Summary and Discussions

This study analyzed the process data in the log file from one of the 2012 PISA problem-solving items using data mining techniques. The data mining methods used, including CART, gradient boosting, random forest, SVM, SOM, and k-means, yielded satisfactory results with this dataset. The three major purposes of the current study were summarized as follows.

First, to demonstrate the analysis of process data using both supervised and unsupervised techniques, concrete steps in feature generation, feature selection, classifier development and outcome evaluation were presented in the current study. Among all steps, feature generation was the most crucial one because the quality of features determines the classification results to a large extent. Good features should be created based on a thorough understanding of the item scoring procedure and the construct. Key action sequences that can distinguish correct and incorrect answers served as features with good performance. Unexpectedly, time features, including total response time and its pieces, did not turn out to be important features for classification. This means that considerable variance of response time existed in each score group and the differences in response time distributions among the groups was not large enough to clearly distinguish the groups. This study generated features based on theoretical beliefs about the construct measured and used students as the unit of analysis. The data could be structured in other ways according to different research questions. For example, instead of using students as the unit of analysis, the attempts students made can be used as rows and actions as columns, then the attempts can be classified instead of people. Fossey included a detailed tutorial on clustering algorithms with such data structure in a game-based assessment.

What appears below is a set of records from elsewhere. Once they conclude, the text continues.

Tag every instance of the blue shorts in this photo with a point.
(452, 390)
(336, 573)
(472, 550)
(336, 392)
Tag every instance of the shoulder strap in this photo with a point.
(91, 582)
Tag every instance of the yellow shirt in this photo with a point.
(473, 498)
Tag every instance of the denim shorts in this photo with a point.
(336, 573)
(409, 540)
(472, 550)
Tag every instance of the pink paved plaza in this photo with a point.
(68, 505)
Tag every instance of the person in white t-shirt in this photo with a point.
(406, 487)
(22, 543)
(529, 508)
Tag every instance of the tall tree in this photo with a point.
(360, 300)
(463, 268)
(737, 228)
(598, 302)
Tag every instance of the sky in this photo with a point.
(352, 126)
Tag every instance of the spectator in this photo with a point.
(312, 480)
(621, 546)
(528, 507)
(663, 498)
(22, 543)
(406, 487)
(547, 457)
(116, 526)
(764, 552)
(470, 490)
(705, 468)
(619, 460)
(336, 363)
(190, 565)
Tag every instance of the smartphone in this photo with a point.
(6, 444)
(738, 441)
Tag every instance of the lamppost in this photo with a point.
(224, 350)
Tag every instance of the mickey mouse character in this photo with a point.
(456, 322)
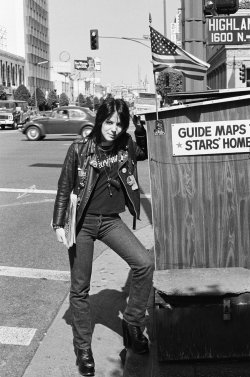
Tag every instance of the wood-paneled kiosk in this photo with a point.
(199, 159)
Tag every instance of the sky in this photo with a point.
(122, 61)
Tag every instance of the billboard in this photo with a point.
(201, 138)
(81, 65)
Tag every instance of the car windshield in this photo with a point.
(7, 105)
(89, 112)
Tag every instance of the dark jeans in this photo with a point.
(115, 234)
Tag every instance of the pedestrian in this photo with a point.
(102, 169)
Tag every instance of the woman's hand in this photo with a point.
(60, 235)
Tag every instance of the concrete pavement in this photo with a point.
(109, 291)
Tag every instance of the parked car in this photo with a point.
(62, 120)
(13, 113)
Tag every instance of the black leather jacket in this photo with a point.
(80, 173)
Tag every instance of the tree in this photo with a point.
(63, 100)
(81, 100)
(52, 99)
(96, 103)
(3, 94)
(40, 99)
(169, 81)
(22, 93)
(89, 102)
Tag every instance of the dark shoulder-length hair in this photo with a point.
(105, 112)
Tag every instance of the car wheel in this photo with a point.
(33, 133)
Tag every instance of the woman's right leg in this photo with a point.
(81, 257)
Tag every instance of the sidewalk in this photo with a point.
(109, 290)
(55, 356)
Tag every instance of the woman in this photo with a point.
(101, 169)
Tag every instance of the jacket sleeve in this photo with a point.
(141, 149)
(65, 186)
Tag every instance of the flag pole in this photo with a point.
(156, 102)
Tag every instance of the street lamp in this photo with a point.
(36, 64)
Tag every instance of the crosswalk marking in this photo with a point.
(53, 192)
(28, 191)
(34, 273)
(17, 336)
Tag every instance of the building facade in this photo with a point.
(11, 71)
(24, 45)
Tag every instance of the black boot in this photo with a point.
(133, 338)
(85, 362)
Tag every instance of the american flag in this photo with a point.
(166, 54)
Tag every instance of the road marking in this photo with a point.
(29, 190)
(25, 203)
(34, 273)
(16, 335)
(53, 192)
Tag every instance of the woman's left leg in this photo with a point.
(115, 234)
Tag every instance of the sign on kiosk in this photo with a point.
(229, 30)
(211, 137)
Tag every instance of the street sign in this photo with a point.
(201, 138)
(81, 65)
(91, 64)
(228, 30)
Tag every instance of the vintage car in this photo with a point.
(62, 120)
(13, 113)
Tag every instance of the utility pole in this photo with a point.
(165, 17)
(193, 37)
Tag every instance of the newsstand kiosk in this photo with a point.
(199, 161)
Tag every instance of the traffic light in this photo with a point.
(243, 73)
(226, 6)
(94, 39)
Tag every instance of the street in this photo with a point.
(34, 272)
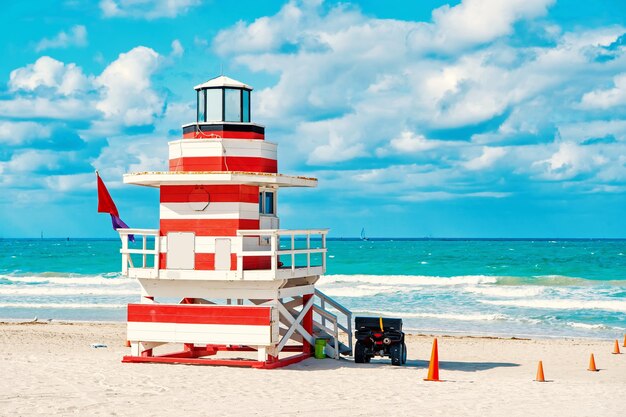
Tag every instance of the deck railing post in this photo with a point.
(145, 246)
(293, 253)
(274, 254)
(157, 251)
(324, 252)
(125, 255)
(308, 254)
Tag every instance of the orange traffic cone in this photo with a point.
(616, 348)
(433, 368)
(540, 377)
(592, 364)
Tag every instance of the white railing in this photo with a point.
(275, 251)
(336, 323)
(127, 260)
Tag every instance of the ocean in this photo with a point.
(547, 288)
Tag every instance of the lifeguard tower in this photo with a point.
(219, 276)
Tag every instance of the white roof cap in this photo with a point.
(222, 81)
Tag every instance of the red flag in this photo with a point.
(105, 202)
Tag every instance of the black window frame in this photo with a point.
(223, 95)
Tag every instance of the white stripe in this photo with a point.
(226, 210)
(215, 147)
(199, 333)
(206, 244)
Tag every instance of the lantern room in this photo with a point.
(223, 99)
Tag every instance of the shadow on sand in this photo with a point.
(463, 366)
(329, 364)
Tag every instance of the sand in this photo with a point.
(51, 369)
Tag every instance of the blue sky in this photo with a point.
(475, 118)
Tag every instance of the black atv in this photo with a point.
(377, 336)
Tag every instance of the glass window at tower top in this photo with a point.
(201, 106)
(245, 106)
(232, 105)
(214, 105)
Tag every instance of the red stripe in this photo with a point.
(217, 193)
(224, 135)
(207, 227)
(219, 163)
(199, 314)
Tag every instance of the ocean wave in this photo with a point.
(64, 279)
(359, 290)
(591, 326)
(460, 280)
(510, 292)
(60, 291)
(410, 280)
(604, 305)
(442, 316)
(61, 306)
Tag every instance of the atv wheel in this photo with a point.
(396, 353)
(359, 353)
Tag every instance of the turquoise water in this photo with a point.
(513, 288)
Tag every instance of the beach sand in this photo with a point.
(51, 369)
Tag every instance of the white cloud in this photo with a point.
(475, 22)
(489, 156)
(121, 96)
(17, 133)
(177, 49)
(146, 9)
(409, 143)
(47, 72)
(571, 160)
(47, 108)
(126, 93)
(77, 36)
(605, 99)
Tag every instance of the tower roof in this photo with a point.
(222, 81)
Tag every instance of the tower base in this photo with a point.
(198, 356)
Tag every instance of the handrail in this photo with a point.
(335, 330)
(347, 313)
(272, 236)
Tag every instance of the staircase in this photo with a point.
(329, 319)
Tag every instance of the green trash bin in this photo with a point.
(320, 347)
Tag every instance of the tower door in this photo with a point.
(222, 254)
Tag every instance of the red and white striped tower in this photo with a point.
(242, 284)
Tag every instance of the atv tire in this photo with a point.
(359, 353)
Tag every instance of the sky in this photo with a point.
(473, 118)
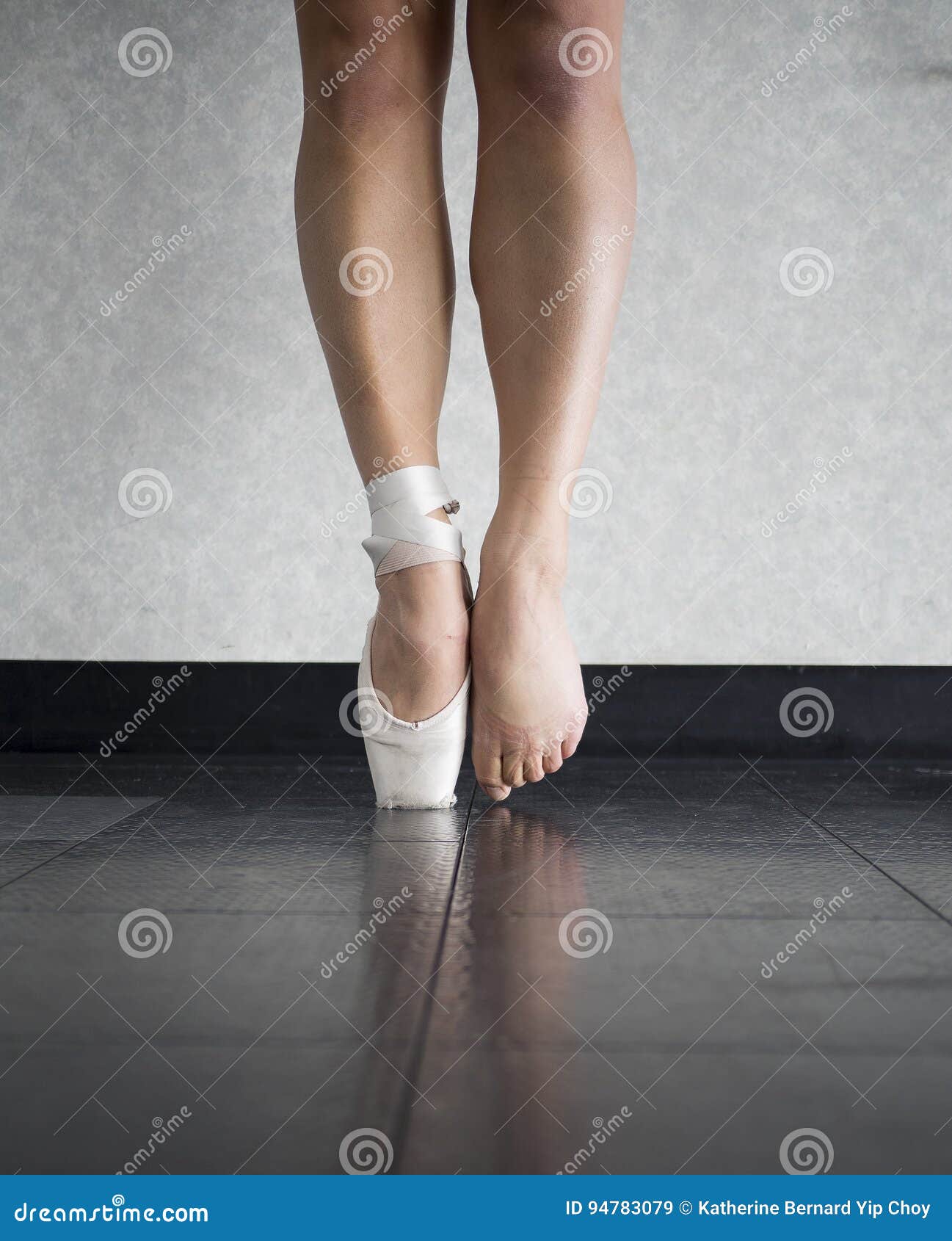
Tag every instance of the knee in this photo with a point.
(361, 75)
(544, 57)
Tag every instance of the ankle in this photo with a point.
(522, 559)
(429, 596)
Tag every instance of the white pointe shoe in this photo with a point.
(415, 764)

Second, to evaluate classification consistency of these frequently used data mining techniques, the current study compared four supervised techniques with different properties, namely, CART, gradient boosting, random forest, and SVM. All four methods achieved satisfactory classification accuracy based on various outcome measures, with gradient boosting showing slightly better overall accuracy and Kappa value. In general, easy interpretability and graphical visualization are the major advantages of trees. Trees also deal with noisy and incomplete data well. However, the trees are easily influenced by even small changes in the data due to its hierarchical splitting structure. SVM, on the contrary, generalizes well because once the hyperplane is found, small changes to data cannot greatly affect the hyperplane. Given the specific dataset in the current study, even the CART method worked very well. In addition, the CART method can be easily understood and provided enough information about the detailed classifications between and within each score category. Thus, based on the results in the current study, the CART method is sufficient for future studies on similar datasets. Unsupervised learning algorithms, SOM and k-means, also showed convergent clustering results based on DBI and Kappa values. In the final clustering solution, students were grouped into 9 clusters, revealing specific problem-solving processes they went through.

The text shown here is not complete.